When Delaware's Joe Biden was elected to the Senate in 1972, Hillary Clinton was in law school; John Edwards as at North Carolina State; Barack Obama was 11-years-old.
But even though Biden has spent more than half his life in the Senate, and has chaired the prestigious Judiciary and now the Foreign Affair committees--such background holds little sway in American Presidential politics; just ask the 41 sitting US Senators who have tried and failed to reach the White House since JFK did it in 1960. Clinton and Obama travel with Secret Service protection, and each has raised ten times the money Biden has. John Edwards still has the recognition and much of the organization he had in 2004, when he nearly won the Iowa caucuses. Even New Mexico Governor Bill Richardson has spent nearly $2 million n Iowa media advertising; Biden has spent about $270,000.
So Biden travels "light"--in one and two car caravans. He speaks to dozens, not thousands.
So why is he here, 20 years after his first presidential run collapsed amid charges of plagiarism and exaggerated academic credentials?
For Biden, the answer comes down to one word: Iraq, and the fallout from that war.
"Were it not for September 11th, do you think you would have entered the race?" I asked him. " I probably world not have," he answered ,because we probably would not be in such dire shape. The President had an incredible opportunity to unite the world and unite the nation, and he did the exact opposite on both counts. We're more isolated than we've ever been...we're less safe than we've ever been."

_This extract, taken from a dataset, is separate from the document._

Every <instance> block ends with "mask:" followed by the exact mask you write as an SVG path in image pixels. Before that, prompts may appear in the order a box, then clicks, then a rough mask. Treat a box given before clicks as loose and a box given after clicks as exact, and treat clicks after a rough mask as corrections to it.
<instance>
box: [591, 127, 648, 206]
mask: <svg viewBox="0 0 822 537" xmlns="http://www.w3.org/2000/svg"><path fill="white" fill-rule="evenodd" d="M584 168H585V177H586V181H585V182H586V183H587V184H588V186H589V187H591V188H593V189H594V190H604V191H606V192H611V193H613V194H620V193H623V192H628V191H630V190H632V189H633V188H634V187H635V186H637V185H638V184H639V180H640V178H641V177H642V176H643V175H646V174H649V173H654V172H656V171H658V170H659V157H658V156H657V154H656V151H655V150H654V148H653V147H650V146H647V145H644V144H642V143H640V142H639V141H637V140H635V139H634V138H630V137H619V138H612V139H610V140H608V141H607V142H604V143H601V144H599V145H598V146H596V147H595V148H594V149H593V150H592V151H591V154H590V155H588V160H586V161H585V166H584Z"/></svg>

And this stark, grim assessment is at the core of his campaign. He takes this message, unvarnished by salutes to ethanol or Iowa politicians, into a room at Cronk's Cafe in Denison; to the Clay County fair in Spencer; and to this steak fry. Again and again, he says that the next president "will have no margin for error"; that separating Iraq into three ethnically concentrated regions--for Shiite, Sunni, and Kurd--is the only way to stop the sectarian violence--a civil war, he calls it--that makes pace impossible.
He goes further, saying that nothing Democrats want to do--not health care, not protecting the environment, not better education--can happen unless a President can heal the political divide, and that cannot happen as log as Iraq is sapping American blood and treasure.
IS this any way to win an Iowa caucus--especially with Clinton, Obama, and Edwards so far ahead in money, manpower, and recognition?
Maybe not; but there is one bright political piece of news. Biden has won the backing of as many state legislators as any other candidate. One of them, House Majority leader Kevin McCarthy, says of f current polls putting Biden at 2%, "polls at this stage during a caucus contest mean virtually nothing...you've got the candidate most competent on Iraq [so] things are gonna move."
There is also the matter of Biden's eloquence. He has curbed his tendency toward long-windedness--when asked at a debate whether he could control his tongue, he said simply: "Yes." And at this steak fry--as the last to speak--he gave the shortest speech of any candidate, a carefully written "Serious as a heart attack" talk about Iraq. As he talked, his audience paid him the ultimate compliment--not cheers, but serious, attentive silence.
"You know what the military in Iraq refer to fallen Americans?" he asked. "'fallen angels.' How many more angels have to fall before this folly ends."
If the next President will in fact have no margin for error, neither does Biden. Without at least a 3rd place finish here, he says, his campaign ends. But at the least, Biden is attempting something very different in this campaign--betting his chances on the idea that voters are willing to hear hard news, and conclude that the candidate delivering it is the best choice to deal with it.